"My real love is real estate!"
It's hard to believe when designer Sabyasachi Mukherjee, who reinvented Indian fashion with his fresh, edgy and traditional designs, makes such a statement. Piqued, Ruchika Kher, got a few more secrets out of the 39-year-old, who made curvy look chic and brought back the appeal exuded by a saree. The Kolkata-based designer will be in Mumbai to address and express his views on The Importance of Heritage in Branding Indian Design at the India Design Forum. Excerpts
What are the points that you will touch upon during your talk?
At the address, I will touch on topics like heritage in branding Indian design, textile, food, art, music and even architecture. Basically, I will be stressing on the fact that before we design our country, we need to design our minds because that’s important for growth. We need to celebrate everything that’s Indian, that’s how we can get the attention of the world on us. Around the world, countries that retain their culture create worldwide appeal. We need to do that more, with enhanced vigour.
You have done the décor of your stores and you even did the interiors for the Cinema Suite at 51 Buckingham Gate, Taj Suites and Residencies, London. How much does real estate interest you?
I have always found real estate very exciting. Whenever I used to work on a film, apart from the clothes, I used to get interested in the art direction as well. Although fashion was what I began doing first, and got famous for, I don’t believe my real talent lies in clothing — my real love is real estate, and it excites me a lot. I always do different things because if you keep doing diverse things, it enriches your fashion experience as well. Also, I am a person who gets bored easily so I need new challenges to constantly stimulate my mind. The London suite that I designed got tremendous coverage in the London press and a very positive response. I enjoyed doing it immensely. Although it was interiors, I designed it with a craft point of view.

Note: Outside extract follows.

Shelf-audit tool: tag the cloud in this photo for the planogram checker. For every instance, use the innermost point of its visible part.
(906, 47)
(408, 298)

You made clothes for curvy women at a time when most were designing for tall, thin model-like figures. Was it a conscious decision to tread differently?
I’ve always lived in reality and hence my approach has always been very realistic. I’m a simple, middle-class boy, and I don’t live in fantasy. Thus I made clothes that real people could wear.

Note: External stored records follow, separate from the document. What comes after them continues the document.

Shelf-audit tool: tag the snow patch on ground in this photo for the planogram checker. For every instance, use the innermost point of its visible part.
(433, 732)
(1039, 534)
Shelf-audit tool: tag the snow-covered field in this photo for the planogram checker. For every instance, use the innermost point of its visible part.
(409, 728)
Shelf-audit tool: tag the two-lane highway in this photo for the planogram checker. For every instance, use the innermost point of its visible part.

You work, extensively with Indian fabrics and use traditional crafts in your designs. You have mentioned previously that these fabrics appeal to you. Any other reason for using the same?
I’m happy that my work is creating employment. When I entered the industry, I didn’t enter it only for fashion, but also because I wanted to create employment. Through the designs I create, I have been able to employ many artisans, printers, craftspeople at the grassroots level and that gives me happiness.

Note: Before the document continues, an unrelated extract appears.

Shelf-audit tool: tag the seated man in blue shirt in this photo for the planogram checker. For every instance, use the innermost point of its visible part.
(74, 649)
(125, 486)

You once said that you would like to open a restaurant in the city, any progress on that front?
Right now, I haven’t decided anything on those lines. It’s definitely on my wish list but I haven’t started acting upon it just yet.
Next is a long holiday. I have been working very hard for a-year-and-a-half so I really feel the need to travel now and bring out more ideas. My design sensibilities and my creativity is always an offshoot of my travels, so I need to keep undertaking that.